At the moment, this is not happening; most infrastructure is planned and constructed on the basis of market assessments that fail to account for nature. As a result, the world is facing a growing crisis: the weakening of ecosystem services —such as clean water, flood defense, and bee pollination—that protect biodiversity and form the foundation on which human welfare depends.
To change the status quo, we must make an ethical choice not to expose critical habitats and “natural capital” to greater danger—regardless of the possible economic returns. Just as most of the world has rejected the use of slave or child labor, the permanent destruction of nature must be repudiated.
Some economists have recognized this by building environmental costs into their arguments; the Amazon rainforest is a case in point. There, deforestation has reduced the production of vapor clouds that are essential to transporting rain across South America. The drought that parched São Paulo between 2014 and 2017 is believed to have been caused, at least in part, by the absence of these “flying rivers.” As the Brazilian climate scientist Antonio Nobre has noted, if these aerial water pumps are permanently turned off, an area that accounts for 70 per cent of South America’s gross national product would be turned into desert.
To change the status quo, we must make an ethical choice not to expose critical habitats and “natural capital” to greater danger—regardless of the possible economic returns.
Of course, identifying critical natural capital is challenging, especially at smaller scales. While many can agree on the importance of protecting the Amazon, it is harder to demonstrate the value of preserving orangutans in Indonesia. But, over time, loss of the Tapanuli orangutan’s habitat would profoundly change the composition of the rainforest and disrupt its ecological services. At the same time, the elimination of a species of great ape—our closest kin—would erase an opportunity to understand better our own evolution and genetics.
In the developed world, some governments and businesses are making the ethical choice by applying the “precautionary principle” to growth. Adopted in 1992 as part of the Rio Declaration on Environment and Development, the principle embodies the conclusion that it is wiser—and ultimately cheaper—to avoid environmental degradation in the first place.
The real challenge is to instill this ethos in developing economies, where the bulk of future infrastructure spending will occur. Consider highway development. By 2050, there will be 15.5 million miles of new paved roads, enough to circle the Earth more than 600 times. More than 90 per cent of this fresh pavement will be laid in developing countries, which already face huge environmental pressure. In the Amazon region, for example, there are nearly 53,000 mining leases encompassing 21 per cent of the basin’s land mass. In Guinea, a World Bank-supported dam is reportedly threatening a key chimpanzee sanctuary. And in Tanzania, the government has approved a dam and hydroelectric plant in the Selous Game Reserve, a UNESCO World Heritage Site.

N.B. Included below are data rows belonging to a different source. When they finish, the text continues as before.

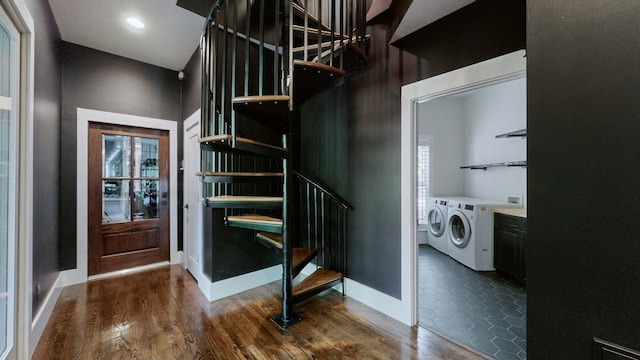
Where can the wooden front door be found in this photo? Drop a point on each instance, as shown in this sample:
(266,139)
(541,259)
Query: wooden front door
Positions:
(128,197)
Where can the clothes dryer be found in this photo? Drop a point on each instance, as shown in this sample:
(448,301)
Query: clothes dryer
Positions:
(437,224)
(470,232)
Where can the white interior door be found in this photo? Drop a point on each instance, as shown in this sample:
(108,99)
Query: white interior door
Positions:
(192,193)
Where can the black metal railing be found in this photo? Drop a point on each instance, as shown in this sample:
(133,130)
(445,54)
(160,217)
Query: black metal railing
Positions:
(321,222)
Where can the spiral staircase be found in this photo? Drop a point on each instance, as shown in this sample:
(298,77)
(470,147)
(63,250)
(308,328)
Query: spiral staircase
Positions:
(261,60)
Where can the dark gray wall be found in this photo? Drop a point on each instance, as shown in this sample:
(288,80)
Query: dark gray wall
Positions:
(351,135)
(192,85)
(46,158)
(584,175)
(100,81)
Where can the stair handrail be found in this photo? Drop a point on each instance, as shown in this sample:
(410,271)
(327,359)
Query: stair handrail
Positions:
(325,189)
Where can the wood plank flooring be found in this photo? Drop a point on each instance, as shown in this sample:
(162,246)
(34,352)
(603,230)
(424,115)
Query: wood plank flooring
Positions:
(161,314)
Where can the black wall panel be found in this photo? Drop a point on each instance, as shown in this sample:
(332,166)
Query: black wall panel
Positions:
(351,134)
(583,175)
(100,81)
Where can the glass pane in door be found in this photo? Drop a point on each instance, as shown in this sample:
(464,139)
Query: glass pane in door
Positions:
(145,205)
(145,157)
(116,155)
(116,201)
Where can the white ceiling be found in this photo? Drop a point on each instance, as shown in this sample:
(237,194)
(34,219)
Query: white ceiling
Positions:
(172,33)
(169,39)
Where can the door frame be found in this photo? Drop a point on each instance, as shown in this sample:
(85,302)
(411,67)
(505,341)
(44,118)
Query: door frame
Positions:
(84,116)
(504,68)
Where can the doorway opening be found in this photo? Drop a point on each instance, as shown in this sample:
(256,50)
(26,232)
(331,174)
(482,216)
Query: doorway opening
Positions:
(446,87)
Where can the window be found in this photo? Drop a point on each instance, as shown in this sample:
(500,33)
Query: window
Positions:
(423,182)
(9,47)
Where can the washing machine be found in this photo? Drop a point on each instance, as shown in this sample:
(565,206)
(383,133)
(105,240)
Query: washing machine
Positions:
(437,224)
(470,232)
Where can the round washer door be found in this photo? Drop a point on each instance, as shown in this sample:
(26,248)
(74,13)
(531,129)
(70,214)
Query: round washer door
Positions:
(459,229)
(436,221)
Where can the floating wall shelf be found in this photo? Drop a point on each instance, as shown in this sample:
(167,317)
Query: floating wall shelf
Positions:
(518,133)
(504,164)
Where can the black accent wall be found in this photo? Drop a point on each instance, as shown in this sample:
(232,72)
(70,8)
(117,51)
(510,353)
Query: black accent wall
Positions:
(351,134)
(97,80)
(583,174)
(46,158)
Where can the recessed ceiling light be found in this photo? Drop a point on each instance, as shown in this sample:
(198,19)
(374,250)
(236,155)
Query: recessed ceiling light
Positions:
(135,22)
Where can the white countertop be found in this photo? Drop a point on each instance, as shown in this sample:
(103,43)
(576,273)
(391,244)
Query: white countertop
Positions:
(519,212)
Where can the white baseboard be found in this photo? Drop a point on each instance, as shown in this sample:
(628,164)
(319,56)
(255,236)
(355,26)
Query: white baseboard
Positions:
(39,321)
(227,287)
(377,300)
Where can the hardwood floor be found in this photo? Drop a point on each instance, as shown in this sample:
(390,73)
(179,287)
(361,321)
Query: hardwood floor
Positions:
(161,314)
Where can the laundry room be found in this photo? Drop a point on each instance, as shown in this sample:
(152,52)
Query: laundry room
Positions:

With human needs increasing as populations and incomes grow, there are legitimate reasons to build more infrastructure. But if current trends continue, short-term interests will strip away the natural assets on which all life depends. To plan for smart development, governments and business must recognize nature’s role in supporting economic activity and ensuring ecological and human health. After all, we do not—and cannot—live in a world where nature has no value.
Maxwell Gomera, a 2018 Aspen New Voices fellow, is director of the Biodiversity and Ecosystem Services Branch at the United Nations Environment Program.